Mies van der Rohe's last built work in Germany before emigrating — a modest 1932 villa in Berlin-Hohenschönhausen, now a museum. One of the purest expressions of his brick period.
Haus Lemke is the last building Mies van der Rohe completed in Germany before leaving for the United States in 1938. Built in 1932 for Karl and Martha Lemke on the shore of the Obersee lake in what is now Berlin-Hohenschönhausen, it is a small, single-storey villa — intimate in scale but precise in every decision.
The house belongs to Mies's brick period, the work that preceded his glass-and-steel phase in America, and it demonstrates a spatial fluency that the later canonical works can sometimes obscure. The plan is L-shaped, wrapping around a garden courtyard that opens toward the lake. Interior and exterior are held in careful tension: large sliding glass doors dissolve the boundary between the living room and the terrace, while the brick walls anchor the house firmly in the ground. The proportions are classical in restraint but modern in their refusal of ornament.
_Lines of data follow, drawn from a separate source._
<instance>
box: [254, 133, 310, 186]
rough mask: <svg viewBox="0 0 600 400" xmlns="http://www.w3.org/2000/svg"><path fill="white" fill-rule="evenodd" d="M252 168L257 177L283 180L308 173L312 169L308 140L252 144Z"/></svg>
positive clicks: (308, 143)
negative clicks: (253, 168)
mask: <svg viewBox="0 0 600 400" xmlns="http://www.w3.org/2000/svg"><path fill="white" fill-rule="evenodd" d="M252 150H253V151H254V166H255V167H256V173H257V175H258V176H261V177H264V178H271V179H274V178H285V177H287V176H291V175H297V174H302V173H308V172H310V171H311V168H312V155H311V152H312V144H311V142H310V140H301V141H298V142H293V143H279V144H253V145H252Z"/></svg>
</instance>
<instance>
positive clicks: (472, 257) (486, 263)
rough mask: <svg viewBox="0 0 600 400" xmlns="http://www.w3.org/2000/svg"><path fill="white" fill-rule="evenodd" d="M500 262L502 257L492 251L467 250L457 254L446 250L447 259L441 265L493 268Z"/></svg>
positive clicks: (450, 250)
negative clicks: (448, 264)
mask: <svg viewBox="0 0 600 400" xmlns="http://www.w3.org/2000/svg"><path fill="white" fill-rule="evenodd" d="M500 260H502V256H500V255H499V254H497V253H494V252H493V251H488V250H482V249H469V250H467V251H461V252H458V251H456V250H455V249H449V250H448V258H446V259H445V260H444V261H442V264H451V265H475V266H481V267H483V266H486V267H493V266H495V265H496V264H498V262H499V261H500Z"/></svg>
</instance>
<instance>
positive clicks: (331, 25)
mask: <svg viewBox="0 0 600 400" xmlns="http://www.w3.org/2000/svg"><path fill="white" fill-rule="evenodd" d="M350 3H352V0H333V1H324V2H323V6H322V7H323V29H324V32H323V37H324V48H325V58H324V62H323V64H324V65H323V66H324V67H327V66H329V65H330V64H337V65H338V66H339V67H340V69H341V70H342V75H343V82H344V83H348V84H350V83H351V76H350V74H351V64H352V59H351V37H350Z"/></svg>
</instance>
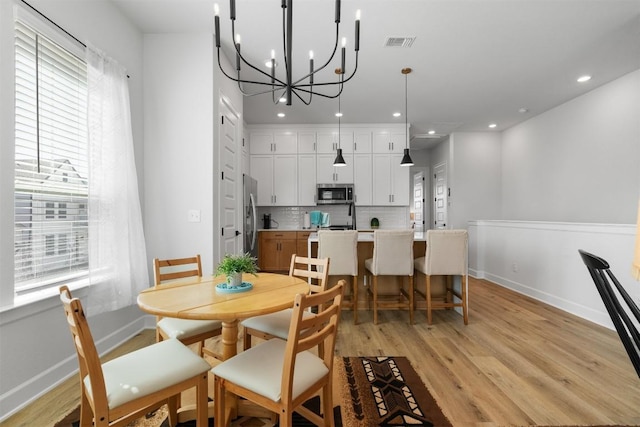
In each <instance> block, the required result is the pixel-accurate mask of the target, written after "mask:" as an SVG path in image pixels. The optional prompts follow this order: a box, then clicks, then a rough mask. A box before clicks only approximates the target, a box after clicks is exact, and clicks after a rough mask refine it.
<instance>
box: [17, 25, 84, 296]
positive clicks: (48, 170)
mask: <svg viewBox="0 0 640 427" xmlns="http://www.w3.org/2000/svg"><path fill="white" fill-rule="evenodd" d="M15 67H16V70H15V71H16V76H15V82H16V83H15V193H14V194H15V196H14V200H15V205H14V207H15V226H14V230H15V231H14V263H15V265H14V271H15V273H14V274H15V281H14V283H15V291H16V293H17V294H24V293H27V292H30V291H33V290H36V289H41V288H43V287H49V286H55V285H58V284H60V283H61V282H67V283H68V282H69V281H70V280H73V279H74V278H79V277H82V276H84V275H86V273H87V269H88V237H89V236H88V223H87V221H88V218H87V200H88V177H89V171H88V167H87V164H88V163H87V112H86V111H87V77H86V75H87V71H86V65H85V63H84V61H83V60H81V59H79V58H78V57H76V56H75V55H73V54H71V53H70V52H68V51H67V50H65V49H64V48H62V47H61V46H60V45H58V44H56V43H55V42H53V41H52V40H50V39H48V38H47V37H45V36H43V35H42V34H39V33H38V32H37V31H36V30H34V29H33V28H31V27H30V26H29V25H28V24H26V23H25V22H22V21H20V20H17V21H16V24H15Z"/></svg>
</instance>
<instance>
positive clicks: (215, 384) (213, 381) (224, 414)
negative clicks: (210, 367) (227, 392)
mask: <svg viewBox="0 0 640 427" xmlns="http://www.w3.org/2000/svg"><path fill="white" fill-rule="evenodd" d="M213 383H214V390H213V401H214V402H215V415H214V418H215V420H216V427H226V425H227V420H225V419H224V417H225V412H226V411H225V406H226V405H225V396H224V395H225V390H224V380H223V379H222V378H218V377H215V378H214V381H213ZM198 427H199V426H198Z"/></svg>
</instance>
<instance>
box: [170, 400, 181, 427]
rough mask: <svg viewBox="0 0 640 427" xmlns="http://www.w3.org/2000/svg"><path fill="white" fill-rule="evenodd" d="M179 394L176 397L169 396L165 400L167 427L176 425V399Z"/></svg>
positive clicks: (176, 404) (176, 408) (176, 413)
mask: <svg viewBox="0 0 640 427" xmlns="http://www.w3.org/2000/svg"><path fill="white" fill-rule="evenodd" d="M179 396H180V395H179V394H178V395H177V396H171V397H170V398H169V399H167V408H168V409H169V426H171V427H173V426H176V425H178V405H179V403H178V399H179Z"/></svg>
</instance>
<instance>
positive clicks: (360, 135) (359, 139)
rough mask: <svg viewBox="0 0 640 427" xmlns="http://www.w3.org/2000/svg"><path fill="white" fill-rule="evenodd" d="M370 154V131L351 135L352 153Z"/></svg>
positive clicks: (370, 142)
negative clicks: (352, 143) (353, 134)
mask: <svg viewBox="0 0 640 427" xmlns="http://www.w3.org/2000/svg"><path fill="white" fill-rule="evenodd" d="M370 152H371V131H356V132H354V135H353V153H354V154H358V153H370Z"/></svg>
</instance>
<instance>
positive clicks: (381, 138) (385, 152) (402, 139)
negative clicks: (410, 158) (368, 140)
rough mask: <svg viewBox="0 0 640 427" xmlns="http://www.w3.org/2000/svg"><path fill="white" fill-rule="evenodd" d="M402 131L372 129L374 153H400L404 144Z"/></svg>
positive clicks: (404, 134) (405, 141)
mask: <svg viewBox="0 0 640 427" xmlns="http://www.w3.org/2000/svg"><path fill="white" fill-rule="evenodd" d="M404 135H405V133H404V131H397V130H394V131H374V132H373V152H374V153H402V152H403V150H404V146H405V144H406V141H405V136H404Z"/></svg>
The building's postwar history adds a layer of complexity. The Lemkes were forced to leave the house by the Nazi regime in 1945, and after the war it fell within East Berlin, serving variously as a boathouse and a KGB canteen before being returned to the original owners in the 1990s. It opened as a museum in 2000 and is now operated by the Stiftung Stadtmuseum Berlin.
The museum offers guided tours through the restored interiors — sparsely furnished to Mies's original intentions — and the garden, which preserves the lakeside setting he designed around. For anyone interested in the continuity between Mies's European and American phases, this is the essential connective tissue.